実際にコール音がして受話器を取るのも厭だが、『また、去年のように電話がかかって来るんじゃないか』と、コール音に怯えるのも気分が悪い。だったら、着心地が悪くても、似合わなくて悲しくなっても、着用してしまった方がよかった。
RRRRR・・・
予期しなかったコールに、リリンも家政婦も飛び上がった。
「うそ!なんで!ちゃんと着たのに、かかってくるなんて!」
「と、とにかく、リリン様、電話に出てください」
「あなたが出て!」
「イヤですぅ、叱られます、『なんでリリンが出ないでお前が出る!』って」
「・・・。」
叱られても、どうせ、生前の録音なのだが。
リリンは、うんざりしながら電話を取った。
『やあ、リリンか?』
少ししゃがれた太い声が響く。日曜日のひなたのような声だ。
つまり、録音は二種類用意されていたわけだ。ドレスは着ても着なくても、声を聞かされるハメになるのだ。
「・・・はい。ボクです」
『17にもなって、まだ“ボク”なんて言ってるな』
リリンの受け答えを予想していた返事。それとも、リリンの言葉によって、祖父のセリフも切り替わる仕組みなのかもしれない。祖父は、リリンの頑なな青さを嬉しそうに笑う。

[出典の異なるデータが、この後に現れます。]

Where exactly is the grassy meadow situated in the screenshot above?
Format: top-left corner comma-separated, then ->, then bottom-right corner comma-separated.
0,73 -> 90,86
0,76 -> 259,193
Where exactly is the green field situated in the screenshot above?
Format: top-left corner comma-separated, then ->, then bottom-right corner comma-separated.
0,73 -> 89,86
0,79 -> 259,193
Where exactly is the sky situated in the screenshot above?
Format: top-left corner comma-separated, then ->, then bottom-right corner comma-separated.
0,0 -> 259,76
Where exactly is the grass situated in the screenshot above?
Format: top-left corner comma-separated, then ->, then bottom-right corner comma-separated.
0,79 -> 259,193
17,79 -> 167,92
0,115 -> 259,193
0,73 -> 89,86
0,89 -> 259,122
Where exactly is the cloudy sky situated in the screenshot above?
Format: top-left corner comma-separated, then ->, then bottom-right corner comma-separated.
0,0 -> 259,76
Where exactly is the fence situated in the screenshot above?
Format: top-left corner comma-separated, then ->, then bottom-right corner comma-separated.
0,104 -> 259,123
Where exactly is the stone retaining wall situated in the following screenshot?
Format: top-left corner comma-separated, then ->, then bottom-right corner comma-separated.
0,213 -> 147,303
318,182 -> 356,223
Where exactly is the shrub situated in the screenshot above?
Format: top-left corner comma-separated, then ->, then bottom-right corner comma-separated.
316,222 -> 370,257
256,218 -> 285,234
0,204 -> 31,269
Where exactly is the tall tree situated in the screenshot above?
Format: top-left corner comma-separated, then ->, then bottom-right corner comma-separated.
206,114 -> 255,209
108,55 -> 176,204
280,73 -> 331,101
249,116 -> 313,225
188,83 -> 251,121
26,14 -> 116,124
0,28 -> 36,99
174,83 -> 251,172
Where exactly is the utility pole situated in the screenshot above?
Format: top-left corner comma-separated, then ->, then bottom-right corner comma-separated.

『でも、ドレスは似合っているよ。リリンは色白だから、ピンクが似合うなあ』
いつごろ録音された声なのか。リリンが『色白になった』のは、外でのオテンバを辞めた13歳を過ぎてからだ。いつごろから死を予感していたのか。
『じいちゃんは、いつでも、リリンのことを見守っているからな』
なんでそんなクサいセリフを堂々と吐けるのか。
それでも、リリンの目からは涙が溢れて来る。
くやしい。おじいちゃんったら。だから厭だったんだ。リリンはメガネをはずして、手の甲で涙を拭った。家政婦が差し出したタオルでハナもかむ。
哲学者が愛したのは、5歳で死んだ実の娘なのか、鞄の中の人形なのか。
もう、どうでもいい気がした。二人とも愛されたに違いない。
リリンは、線が床で途切れた電話の受話器を握りしめ、小さな子供のように歯を食いしばって嗚咽をこらえた。
泣き声は、電話の向こうには決して届くことはないのだけれど。